Snake-eye Black’s cheek twitched. He gleamed. “Howdy Daisy Mae; an’ we like to be made welcome, mam. An’ ye’r sure a spring flower to make a man smile.”
“Thank you, sir,” said Daisy.
Fiddlers played, men strummed guitars, and a man played spoons to his spindly legs while another blew into a deep jug to keep tune with bar room, dolled-up dancing ladies. The night was young.
Daisy Mae shifted in her seat. Soft, golden hair spilled to her smooth shoulders. Knicknack’s blue eyes became glossy, as if his eye balls had frozen in ice.
“Where are you boys from?” Leaning to the table, she gazed first to Snake-eye and then to Jack. “And what are your names?”
“Well, mam, I’m Knicknack.” Grinning as if he’d had his best birthday, he swerved and waved. “Then, this is my brother, Knacksack. We’re the Saddlebackawhack boys from big Texas parts and…”

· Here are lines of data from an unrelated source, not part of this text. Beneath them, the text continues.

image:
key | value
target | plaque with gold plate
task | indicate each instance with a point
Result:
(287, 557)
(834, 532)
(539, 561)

“An’ there-on into Oklahoma, Kansas, big sky country, even to Colorado and Montana, missy,” Jack explained.
His dark eyebrows rose and fell like the tides. Jack’s voice was deep and persuasive, his tongue slick as grease. He could talk a rabbit into a fox hole or coax a baby to give up its candy. Slick, slick, Jack was no hick, sharp as a razor he was a praiser. Jack winked as his men listened.

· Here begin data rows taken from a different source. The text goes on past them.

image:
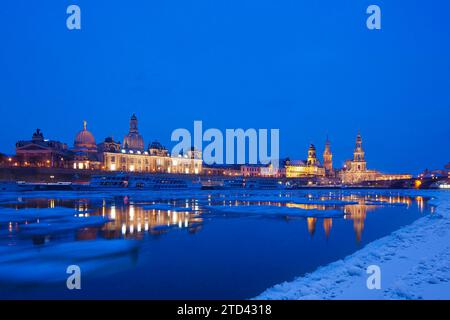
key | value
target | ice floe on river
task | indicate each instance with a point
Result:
(414, 263)
(277, 210)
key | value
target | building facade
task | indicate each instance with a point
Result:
(328, 159)
(40, 152)
(84, 154)
(355, 171)
(305, 168)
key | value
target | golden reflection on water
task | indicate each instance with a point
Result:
(134, 221)
(131, 220)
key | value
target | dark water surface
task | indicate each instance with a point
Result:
(191, 253)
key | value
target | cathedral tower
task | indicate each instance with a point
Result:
(312, 157)
(328, 158)
(133, 140)
(359, 161)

“Too, we’re gamblers. We’re dudes,” Snake-eye groaned. “Yep. We’re shadow chasers, moonlight racers, twilight tracers, and mystery makers.”
“Oh,” Daisy gasped. Her eyes grew three sizes larger; and she bit her lip, listening, as fingers twirled at her cherub’s chin. “And what…”
“Well, how do.” A young woman drawled and drew closer.
All heads turned. As the music played-on a tight-waist, trim and full-figured brunette smacked ruby lips and puffed her cheery cheeks.
“Sally, won’t you have a seat?” Daisy gazed to her girlfriend. “These cowpokes, these boys have got the bulge over us girls. They have the advantage. They’ve been all o’er parts of places west of the Mississippi, north to snow and south to the border. They’re shadow chasers, moonlight racers, twilight tracers, and mystery makers.”
“Gosh-a-Moses,” Sally gushed. In her bristling, red and yellow, pleated dress, with straps over her bare shoulders, her dainty hands slapped her perfect cheeks. She cast deep-brown eyes as soft as an otter’s coat to, rough and tumble dudes. “You’re mysterious men of the plains?”
“Yes, mam,” said Snake-eye. “We’re that and more.”